W porównaniu z najbardziej rozwiniętymi rynkami kapitałowymi wypadamy blado – pisze Business Insider Polska. – Bez zdecydowanego oraz szybkiego włączenia się biznesu do działań na rzecz klimatu nie jest możliwe osiągnięcie celów Porozumienia Paryskiego – ostrzegają eksperci.

Fundacja Instrat wzięła pod lupę 140 spółek, notowanych w ramach głównych indeksów GPW. Z analizy wynika, że jedynie 13 z nich postanowiło wyznaczyć sobie cel redukcji emisji CO2. To oznacza, że cele klimatyczne ogłosiło jak dotąd tylko 9 proc. firm z indeksów: WIG20, mWIG40 i sWIG80.

Dwie spółki: Santander Bank Polska i Orange Polska są częścią międzynarodowych korporacji i posiadają cele wyznaczone przez ich globalne centrale. Pozostałe firmy ustaliły plany redukcji emisji CO2 we własnym zakresie. Należą do nich m.in. banki: PKO BP, Pekao, BNP Paribas i Bank Ochrony Środowiska, a także PZU, PKN Orlen, PGE oraz Grupa Azoty. Cele redukcji emisji wyznaczyły sobie także CCC, ZE PAK oraz Ciech.

Wkrótce lista ta ma szansę się powiększyć. Z raportu wynika, że trzy spółki: Cyfrowy Polsat, Echo Investment i KGHM planują ogłoszenie celów klimatycznych. Kolejne dwa przedsiębiorstwa: CD Projekt i Dom Development chcą rozpocząć prace nad identyfikacją takich celów, zaś Tauron już to zrobił – pisze Business Insider Polska.

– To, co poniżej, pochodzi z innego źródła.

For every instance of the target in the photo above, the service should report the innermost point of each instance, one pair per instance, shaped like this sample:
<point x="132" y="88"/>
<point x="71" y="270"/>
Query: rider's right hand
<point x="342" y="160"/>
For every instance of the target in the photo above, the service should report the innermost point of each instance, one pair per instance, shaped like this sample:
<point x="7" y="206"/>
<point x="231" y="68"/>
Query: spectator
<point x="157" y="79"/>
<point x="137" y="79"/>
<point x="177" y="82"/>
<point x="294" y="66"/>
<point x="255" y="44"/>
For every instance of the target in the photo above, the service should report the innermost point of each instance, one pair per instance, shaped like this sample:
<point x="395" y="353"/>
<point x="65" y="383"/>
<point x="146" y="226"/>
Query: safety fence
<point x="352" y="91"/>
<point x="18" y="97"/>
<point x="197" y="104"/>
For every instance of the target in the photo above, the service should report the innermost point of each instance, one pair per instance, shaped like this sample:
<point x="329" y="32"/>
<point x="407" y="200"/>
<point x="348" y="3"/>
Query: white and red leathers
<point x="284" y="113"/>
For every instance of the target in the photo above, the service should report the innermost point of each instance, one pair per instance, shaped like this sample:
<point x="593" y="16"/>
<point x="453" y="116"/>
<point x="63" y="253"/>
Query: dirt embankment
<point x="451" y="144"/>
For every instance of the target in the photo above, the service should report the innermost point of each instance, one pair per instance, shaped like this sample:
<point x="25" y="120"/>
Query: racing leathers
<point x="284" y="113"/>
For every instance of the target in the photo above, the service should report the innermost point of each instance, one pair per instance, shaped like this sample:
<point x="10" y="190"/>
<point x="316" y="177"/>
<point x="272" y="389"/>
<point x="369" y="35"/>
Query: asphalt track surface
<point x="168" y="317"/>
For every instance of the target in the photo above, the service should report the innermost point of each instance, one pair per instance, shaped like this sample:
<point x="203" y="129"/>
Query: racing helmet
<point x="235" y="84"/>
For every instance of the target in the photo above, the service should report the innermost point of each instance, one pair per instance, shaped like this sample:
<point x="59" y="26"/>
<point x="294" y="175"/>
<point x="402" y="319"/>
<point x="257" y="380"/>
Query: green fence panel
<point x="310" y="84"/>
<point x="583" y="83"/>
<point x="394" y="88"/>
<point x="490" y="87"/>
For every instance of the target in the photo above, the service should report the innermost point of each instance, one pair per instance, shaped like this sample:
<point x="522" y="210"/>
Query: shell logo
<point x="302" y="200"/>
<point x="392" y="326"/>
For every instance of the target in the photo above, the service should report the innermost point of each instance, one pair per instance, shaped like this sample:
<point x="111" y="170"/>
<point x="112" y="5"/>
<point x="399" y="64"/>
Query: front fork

Na tle najbardziej rozwiniętych rynków kapitałowych nie wypadamy korzystnie. Z amerykańskiej listy Forbes 500 już 60 proc. spółek ogłosiło cele klimatyczne, z londyńskiego indeksu FTSE100 plany redukcji emisji ma 51 proc. spółek, zaś w przypadku niemieckiego DAX30 było to aż 86 proc. firm.